Auditor-General's overview

Inquiry into Health Benefits Limited.

In November 2014, Hon Annette King asked me to look into the performance of Health Benefits Limited (HBL), the decision to wind the entity down, what HBL had cost the health sector, and the benefits it had achieved.

After due consideration, I decided to look into the costs and benefits of HBL’s work in the health sector and, where possible, identify lessons that might benefit HBL’s successor and other shared services programmes. This work also looked at:

  • how HBL managed relationships with health sector entities;
  • the approach and processes that HBL used in business cases; and
  • the governance and management arrangements for delivering HBL’s programmes.

HBL’s main role was to prepare national programmes in partnership with the health sector to reduce finance, procurement, and supply chain costs for district health boards (DHBs). Together with the health sector, it was tasked to achieve gross savings of $700 million over the five-year period to 30 June 2016. This was an ambitious target.

By the end of June 2014, HBL had reported total gross savings in the health sector of $301.8 million on behalf of the sector, of which $71 million is attributable directly to HBL. This included $54.1 million of savings from HBL’s first year of operations in 2010/11, which preceded the five-year period covered by the savings target. Actual savings achieved during the first three years of the five-year period were $247.7 million, compared with estimated savings for the first three years of $220 million.

Apart from these savings, a range of other benefits resulted from HBL’s work, such as improvements to DHBs’ data integrity and the sharing of good practice in administrative and support services.
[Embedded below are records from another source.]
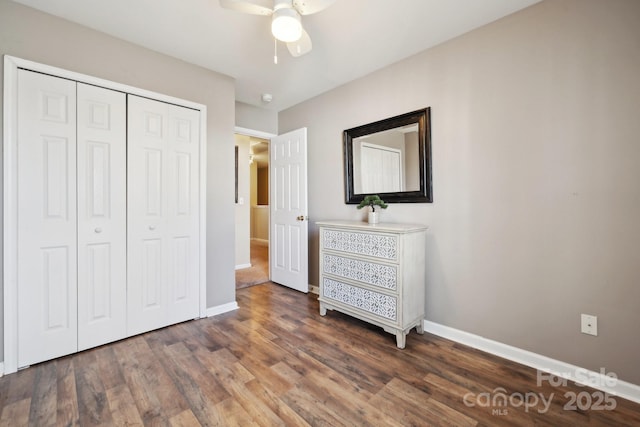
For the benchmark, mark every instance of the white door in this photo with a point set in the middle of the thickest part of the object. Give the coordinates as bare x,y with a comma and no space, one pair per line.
288,241
102,216
163,220
46,212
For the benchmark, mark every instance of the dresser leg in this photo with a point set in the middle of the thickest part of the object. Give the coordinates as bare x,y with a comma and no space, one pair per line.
401,339
323,310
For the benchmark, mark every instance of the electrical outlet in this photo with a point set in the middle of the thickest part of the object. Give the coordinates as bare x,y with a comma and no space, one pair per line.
589,324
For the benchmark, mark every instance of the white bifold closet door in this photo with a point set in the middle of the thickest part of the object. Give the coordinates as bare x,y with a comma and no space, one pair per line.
71,216
163,221
102,216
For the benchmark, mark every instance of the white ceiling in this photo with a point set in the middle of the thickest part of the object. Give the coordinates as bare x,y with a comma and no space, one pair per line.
351,38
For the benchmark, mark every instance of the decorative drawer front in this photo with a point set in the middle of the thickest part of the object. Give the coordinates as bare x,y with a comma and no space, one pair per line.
375,245
384,276
363,299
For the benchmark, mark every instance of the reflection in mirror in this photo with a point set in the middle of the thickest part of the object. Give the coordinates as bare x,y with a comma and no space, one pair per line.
385,162
390,158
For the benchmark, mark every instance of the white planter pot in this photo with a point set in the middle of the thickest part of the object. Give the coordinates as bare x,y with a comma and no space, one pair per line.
373,217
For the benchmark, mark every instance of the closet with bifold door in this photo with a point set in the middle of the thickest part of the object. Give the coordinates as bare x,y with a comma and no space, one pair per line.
107,208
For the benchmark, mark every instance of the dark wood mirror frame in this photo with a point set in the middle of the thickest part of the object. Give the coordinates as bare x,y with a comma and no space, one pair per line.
425,193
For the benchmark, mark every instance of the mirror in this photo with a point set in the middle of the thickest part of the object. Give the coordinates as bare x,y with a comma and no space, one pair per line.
391,158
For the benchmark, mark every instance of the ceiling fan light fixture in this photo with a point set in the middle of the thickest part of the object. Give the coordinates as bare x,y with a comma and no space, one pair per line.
285,25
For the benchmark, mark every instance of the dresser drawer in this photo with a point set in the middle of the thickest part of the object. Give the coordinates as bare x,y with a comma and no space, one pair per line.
369,244
379,275
363,299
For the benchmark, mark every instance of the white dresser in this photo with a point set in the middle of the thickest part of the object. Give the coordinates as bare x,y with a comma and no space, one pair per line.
375,273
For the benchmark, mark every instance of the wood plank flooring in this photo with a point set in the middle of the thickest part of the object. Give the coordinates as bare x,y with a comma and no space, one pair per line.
276,361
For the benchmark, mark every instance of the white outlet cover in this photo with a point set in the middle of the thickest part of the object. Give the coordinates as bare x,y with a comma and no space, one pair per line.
589,324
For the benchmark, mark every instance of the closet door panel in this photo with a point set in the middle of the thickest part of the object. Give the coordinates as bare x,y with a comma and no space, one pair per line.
147,298
102,226
183,220
163,214
46,209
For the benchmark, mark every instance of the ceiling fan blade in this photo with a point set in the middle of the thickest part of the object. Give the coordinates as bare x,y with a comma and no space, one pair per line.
253,7
307,7
301,46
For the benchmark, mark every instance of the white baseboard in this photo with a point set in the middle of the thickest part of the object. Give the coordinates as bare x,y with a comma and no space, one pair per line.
544,364
224,308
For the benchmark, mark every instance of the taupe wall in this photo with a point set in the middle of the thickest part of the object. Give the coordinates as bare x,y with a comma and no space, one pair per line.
29,34
536,176
257,119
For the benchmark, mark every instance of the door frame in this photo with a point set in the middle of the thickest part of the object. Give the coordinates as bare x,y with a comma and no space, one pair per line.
10,217
262,135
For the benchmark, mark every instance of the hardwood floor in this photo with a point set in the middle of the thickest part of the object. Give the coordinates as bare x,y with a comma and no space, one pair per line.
276,361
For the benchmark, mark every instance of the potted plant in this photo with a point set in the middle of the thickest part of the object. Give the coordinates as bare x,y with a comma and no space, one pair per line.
372,201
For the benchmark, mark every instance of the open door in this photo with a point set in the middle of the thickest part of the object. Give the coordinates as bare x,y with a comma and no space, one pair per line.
288,242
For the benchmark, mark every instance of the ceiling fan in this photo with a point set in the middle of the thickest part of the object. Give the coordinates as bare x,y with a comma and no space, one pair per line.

The Finance, Procurement and Supply Chain (FPSC) programme, the most significant piece of work that HBL led, aimed to provide a common financial management system, centralised procurement, and more efficient supply chains for DHBs. The FPSC programme was forecast to provide gross benefits of $503.3 million over five years. By 31 March 2015, the FPSC programme had spent $80 million of a revised budget of $92.1 million and was not yet complete. At that time, the programme was modified with a revised budget of $120 million. Because the programme is still developing, it is too early to assess the level of benefits it will deliver.

The FPSC programme was planned to be complete by November 2014. Difficulties with the programme led to it being substantially paused in May 2014 and re-planned with a later delivery date and changed scope. Several factors contributed to these difficulties, which were also relevant to some other HBL programmes:

  • the programme was ambitious and complex, with many risks;
  • HBL’s communication with DHBs was inadequate;
  • HBL’s board lacked timely and accurate information;
  • HBL had no programme management office or similar function that was responsible for maintaining project management discipline; and
  • although DHBs approved the FPSC business case, some DHBs’ commitment to the programme appears to have been limited.
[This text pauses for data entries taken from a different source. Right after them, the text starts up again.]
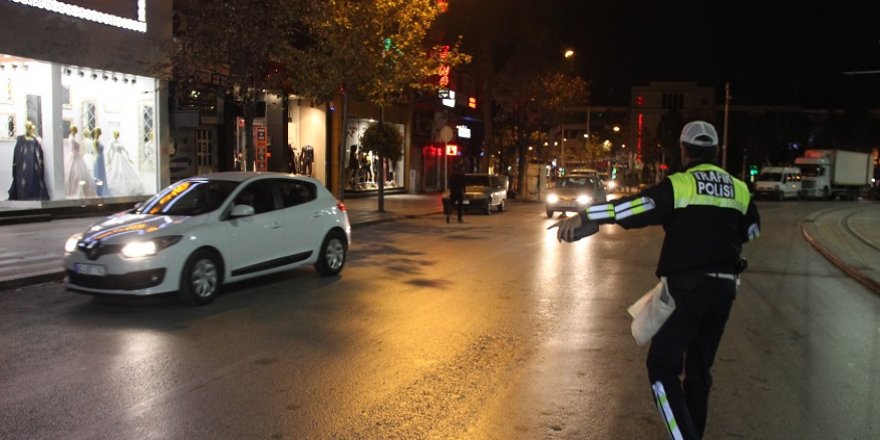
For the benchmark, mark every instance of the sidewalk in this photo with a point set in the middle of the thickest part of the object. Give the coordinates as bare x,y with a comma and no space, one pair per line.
31,252
848,236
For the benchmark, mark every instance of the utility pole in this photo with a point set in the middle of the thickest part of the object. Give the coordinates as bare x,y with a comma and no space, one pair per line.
726,112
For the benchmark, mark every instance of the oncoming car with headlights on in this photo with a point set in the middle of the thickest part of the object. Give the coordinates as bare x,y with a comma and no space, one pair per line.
205,231
574,193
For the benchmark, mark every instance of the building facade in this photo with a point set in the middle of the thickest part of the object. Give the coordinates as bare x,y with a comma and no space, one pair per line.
82,105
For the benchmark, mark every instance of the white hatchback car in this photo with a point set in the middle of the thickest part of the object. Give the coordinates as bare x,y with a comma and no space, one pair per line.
205,231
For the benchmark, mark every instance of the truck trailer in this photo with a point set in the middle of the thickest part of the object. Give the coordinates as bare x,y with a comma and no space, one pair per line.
832,173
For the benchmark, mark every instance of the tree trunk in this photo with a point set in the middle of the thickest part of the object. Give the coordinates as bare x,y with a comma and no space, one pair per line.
381,168
381,184
249,108
521,170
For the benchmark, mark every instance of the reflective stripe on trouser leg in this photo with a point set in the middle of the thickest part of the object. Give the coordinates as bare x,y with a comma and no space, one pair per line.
666,411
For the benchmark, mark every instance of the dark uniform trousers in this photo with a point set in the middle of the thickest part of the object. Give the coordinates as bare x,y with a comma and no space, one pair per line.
702,306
In response to this situation, HBL’s board made some changes in early 2014 that improved relationships with the health sector and enhanced programme governance and management.

The lessons that could help other public entities better manage new programmes are:

  1. Ensure that programme governance and management are effective.
  2. Establish a clear and efficient decision-making process, particularly when delivering multi-entity programmes.
  3. Governance boards need good-quality information before making significant decisions and must be confident that they have enough information before making a decision to proceed with a programme.
  4. Integrate design and planning. FPSC work streams managed their plans independently, while co-ordinating with other work streams.
  5. Adhere strictly to project control standards.
  6. Do not underestimate the scale of change management effort required to effect significant sector-wide initiatives such as the programmes led by HBL.
  7. Allow enough time and emphasis for programme recruitment.
  8. Have trained staff in place and ready when starting a change programme.
  9. Ensure that communication between parties is open and two way.
  10. Ensure that sector solutions are scalable. Systems put into effect throughout a sector need to be able to be scaled up or down to meet the different needs of differently sized organisations.
  11. Consider fully all tools, including legislative powers, available to achieve successful results.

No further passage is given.